Now, an aside, an aside inside of a note to a note to a main article from which we are so far away that I can barely see it anymore: the concept of the expert might be related to the concept of the superhero or the superior man. Taken a little further, it might be related to the leader of a cult or to the cult of personality. Science fiction during the Golden Age of the 1930s and '40s, specifically the science fiction of John W. Campbell, Jr., and Astounding Science-Fiction, was caught up in the superhero/superior man idea. Very often, the powers of the superior man are psychic rather than physical. "Slan," by A. E. van Vogt, serialized in Astounding Science-Fiction in September-December 1940, is an example of a story about the psychic-superior man in science fiction. And we should remember that Campbell, reputed to be an exemplar of hard science fiction, began his career in college as a psychic investigator. I'm not sure that he moved very far beyond that, even late in life.

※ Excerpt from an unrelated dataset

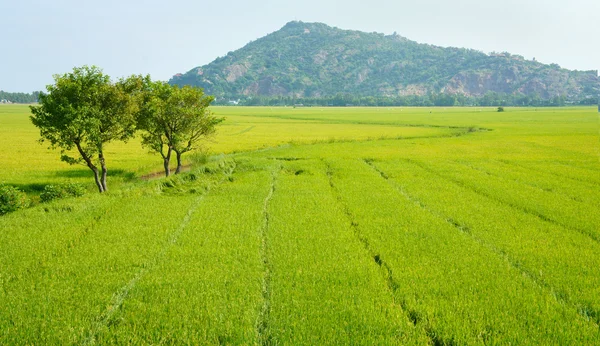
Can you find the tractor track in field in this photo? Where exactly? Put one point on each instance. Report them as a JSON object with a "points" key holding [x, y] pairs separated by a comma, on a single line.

To return to the original topic, if spiritualism and technocratic or bureaucratic expertism have anything in common, it's that they don't and can't stand up to scrutiny. They can't stand the light of day and can operate only in the dark. And with spiritualism, it is literally only in the dark that it can operate. Anyway, the spiritualism craze and the technocracy craze ended a long time ago, but like TV ghost-hunting, technocracy and the cult of the expert are still with us. By the way, the advent of technocracy in America is dated to--guess when--1919.